Input reads can be in FASTA or FASTQ format, uncompressed
or compressed with `.gz`. Currently, raw and corrected reads
from PacBio and ONT are supported. Expected error rates are
<30% for raw and <2% for corrected reads. Additionally, the
`--subassemblies` option performs a consensus assembly of multiple
sets of high-quality contigs. You may specify multiple
files with reads (separated by spaces). Mixing different read
types is not yet supported. The `--meta` option enables the mode
for metagenome/uneven coverage assembly.

You must provide an estimate of the genome size as input,
which is used for solid k-mers selection. Standard size
modifiers are supported (e.g. 5m or 2.6g). In the case
of metagenome assembly, the expected total assembly size
should be provided.

To reduce memory consumption for large genome assemblies,
you can use a subset of the longest reads for initial contig
assembly by specifying `--asm-coverage` option. Typically,
30x coverage is enough to produce good draft contigs.

You can separately run Flye polisher on a target sequence 
using `--polish-target` option.


## <a name="examples"></a> Examples

You can try Flye assembly on these ready-to-use datasets:

### E. coli P6-C4 PacBio data

The original dataset is available at the 
[PacBio website](https://github.com/PacificBiosciences/DevNet/wiki/E.-coli-Bacterial-Assembly).
We coverted the raw `bas.h5` file to the FASTA format for the convenience.

    wget https://zenodo.org/record/1172816/files/E.coli_PacBio_40x.fasta
	flye --pacbio-raw E.coli_PacBio_40x.fasta --out-dir out_pacbio --genome-size 5m --threads 4

with `5m` being the expected genome size, the threads argument being optional 
(you may adjust it for your environment), and `out_pacbio` being the directory
where the assembly results will be placed.

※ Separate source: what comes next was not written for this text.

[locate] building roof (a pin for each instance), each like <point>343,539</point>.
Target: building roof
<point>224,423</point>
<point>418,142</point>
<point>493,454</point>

### E. coli Oxford Nanopore Technologies data

The dataset was originally released by the 
[Loman lab](http://lab.loman.net/2015/09/24/first-sqk-map-006-experiment/).

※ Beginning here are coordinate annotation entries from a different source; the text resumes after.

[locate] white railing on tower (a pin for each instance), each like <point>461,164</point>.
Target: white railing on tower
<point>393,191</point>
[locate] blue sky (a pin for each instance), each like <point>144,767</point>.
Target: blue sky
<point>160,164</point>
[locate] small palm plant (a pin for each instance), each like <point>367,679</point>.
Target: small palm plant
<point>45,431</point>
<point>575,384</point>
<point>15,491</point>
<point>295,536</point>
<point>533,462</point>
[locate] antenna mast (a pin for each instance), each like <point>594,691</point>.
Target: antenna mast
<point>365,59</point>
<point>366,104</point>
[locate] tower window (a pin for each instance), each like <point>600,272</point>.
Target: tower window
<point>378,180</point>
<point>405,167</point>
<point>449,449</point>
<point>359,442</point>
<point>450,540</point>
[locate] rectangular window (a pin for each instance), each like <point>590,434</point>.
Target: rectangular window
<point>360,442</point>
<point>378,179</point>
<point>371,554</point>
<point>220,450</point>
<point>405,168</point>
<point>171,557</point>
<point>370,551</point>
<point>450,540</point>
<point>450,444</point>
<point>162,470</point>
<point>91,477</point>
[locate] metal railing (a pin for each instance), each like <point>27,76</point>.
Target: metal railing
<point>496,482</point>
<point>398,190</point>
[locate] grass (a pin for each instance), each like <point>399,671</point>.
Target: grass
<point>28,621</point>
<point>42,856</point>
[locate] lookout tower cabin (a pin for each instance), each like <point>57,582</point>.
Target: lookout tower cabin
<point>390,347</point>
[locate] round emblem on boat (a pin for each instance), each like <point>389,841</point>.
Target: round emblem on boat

    wget https://zenodo.org/record/1172816/files/Loman_E.coli_MAP006-1_2D_50x.fasta
	flye --nano-raw Loman_E.coli_MAP006-1_2D_50x.fasta --out-dir out_nano --genome-size 5m --threads 4


## <a name="inputdata"></a> Supported Input Data

### PacBio data

Flye was tested on raw PacBio reads (P5C3 and P6C4) with error rate ~15%.
Note that Flye assumes that the input files represent PacBio subreads,
e.g. adaptors and noise are trimmed and multiple passes of the same insertion
sequence are separated. This is typically handled by PacBio instruments/toolchains,
however we saw examples of incorrect third-party raw -> fastq conversions, 
which resulted into incorrectly trimmed data. In case Flye is failing to
get reasonable assemblies, make sure that your reads are properly preprocessed.

### Oxford Nanopore data

We performed our benchmarks with raw ONT reads (R7-R9) with error rate ~15%.
Due to the biased error pattern, per-nucleotide accuracy is usually lower for 
ONT data than with PacBio data, especially in homopolymer regions.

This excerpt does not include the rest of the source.